A portion of the digitized images will be selected for the creation of an online teaching collection webpage, providing teachers and students the opportunity to engage with archival materials. Topics and teaching modules will explore global refugees and writers in exile, free speech, writing about World War II, the global Cold War and international human rights.
“These archives offer unique insight into human rights crises and document important cultural, historical and literary debates of the last century,” said Steve Enniss, director of the Ransom Center. “Increasing and broadening access to these materials offers an unparalleled resource for research. Because PEN International is not limited to a particular nationality or writing genre, no other archives of literary organizations offer similar content or comparable scope and chronology in a public repository.”
Founded in 1921 to foster friendship and intellectual cooperation among poets, essayists and novelists, the association quickly shifted focus as its membership challenged the rise of fascism across Europe. Today, the association self-identifies as the “world’s first human rights organization,” defending freedom of expression and promoting literature through programs implemented by its global network of 149 centers in more than 100 countries.
“At this time when freedom of expression is in peril all over the globe, the support from the NEH to safeguard PEN’s extraordinary history in defending literature and the right to speak and write freely is vital,” said Jennifer Clement, president of PEN International. “Over the past 100 years in every place where censorship has tried to quiet voices, PEN has worked to support both the individual and collective truth.”

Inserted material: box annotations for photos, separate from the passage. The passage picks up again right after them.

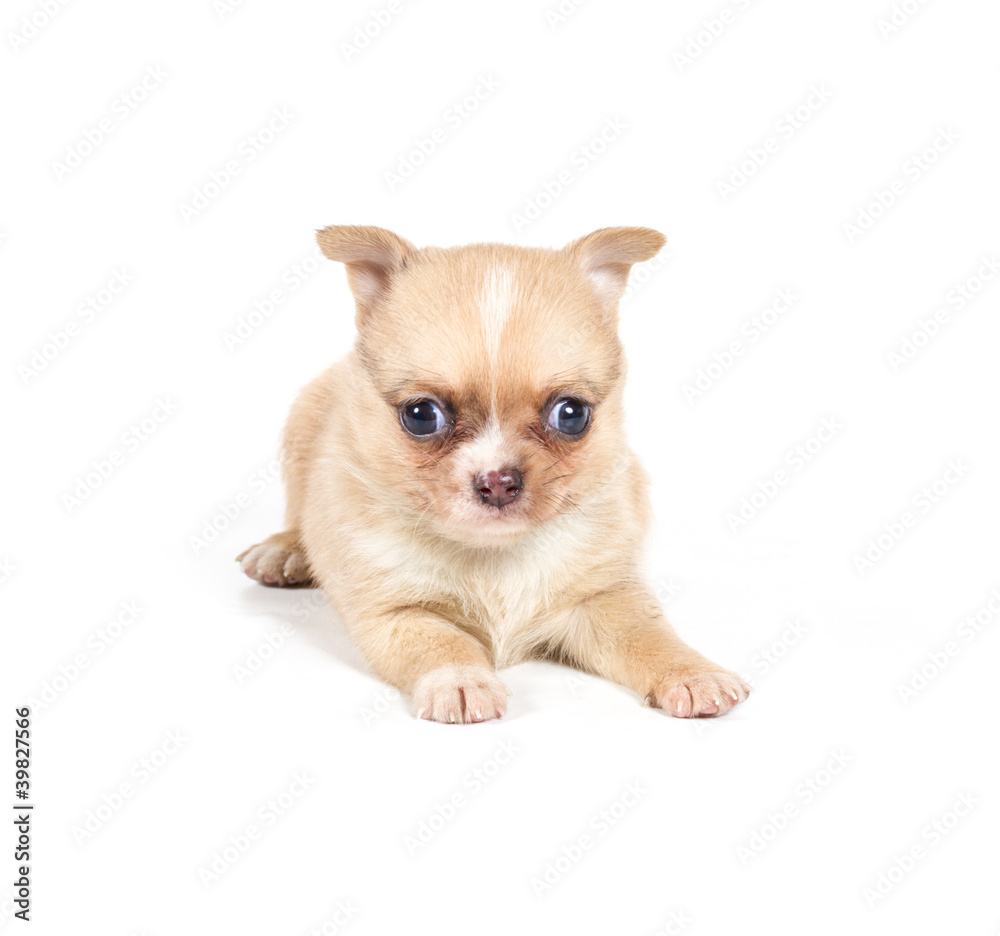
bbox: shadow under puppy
[239,227,749,722]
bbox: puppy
[238,227,750,723]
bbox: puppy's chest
[365,529,588,646]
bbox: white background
[0,0,1000,936]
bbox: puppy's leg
[236,368,335,586]
[561,585,750,718]
[354,608,510,724]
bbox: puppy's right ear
[316,225,417,317]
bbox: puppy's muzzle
[472,468,524,507]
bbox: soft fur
[239,227,749,722]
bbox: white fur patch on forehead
[479,263,517,355]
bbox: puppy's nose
[472,468,524,507]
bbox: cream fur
[239,227,749,722]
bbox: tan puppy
[239,227,749,722]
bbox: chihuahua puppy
[238,227,750,723]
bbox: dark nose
[473,468,524,507]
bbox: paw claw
[413,666,510,725]
[650,670,750,718]
[236,533,312,586]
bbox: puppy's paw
[236,533,312,585]
[646,670,750,718]
[413,666,510,724]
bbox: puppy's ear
[565,228,667,308]
[316,225,417,315]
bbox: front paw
[413,666,510,724]
[646,670,750,718]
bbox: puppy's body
[240,228,748,722]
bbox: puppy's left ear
[316,225,417,325]
[564,228,667,308]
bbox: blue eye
[399,400,448,436]
[549,397,590,435]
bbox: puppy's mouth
[449,475,534,542]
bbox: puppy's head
[317,227,664,545]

Nearly a century after its founding by British writer, poet and playwright Catharine Amy Dawson Scott, PEN has left an indelible mark on international politics, culture and literature, with a membership that now extends to journalists, publishers and editors.
“This project will make PEN’s unique literary archive available for everyone,” said Jo Glanville, director of English PEN. “It will be a remarkable resource for anyone researching the history of literature and freedom of expression in the 20th and 21st centuries, from the modernists’ involvement in the early days of PEN to the new frontline in the battle against censorship, including the campaign for Salman Rushdie.”
The Ransom Center will complete the project by September 2019.
The research value of the PEN records is enhanced by related collections at the Ransom Center, which document authors who were officers or active members, among them John Galsworthy (PEN’s first president), Sybille Bedford, Christine Brooke-Rose, Nancy Cunard, D. H. Lawrence, Norman Mailer, Arthur Miller, J. B. Priestly, W. Somerset Maugham, George Bernard Shaw, Tom Stoppard and H. G. Wells.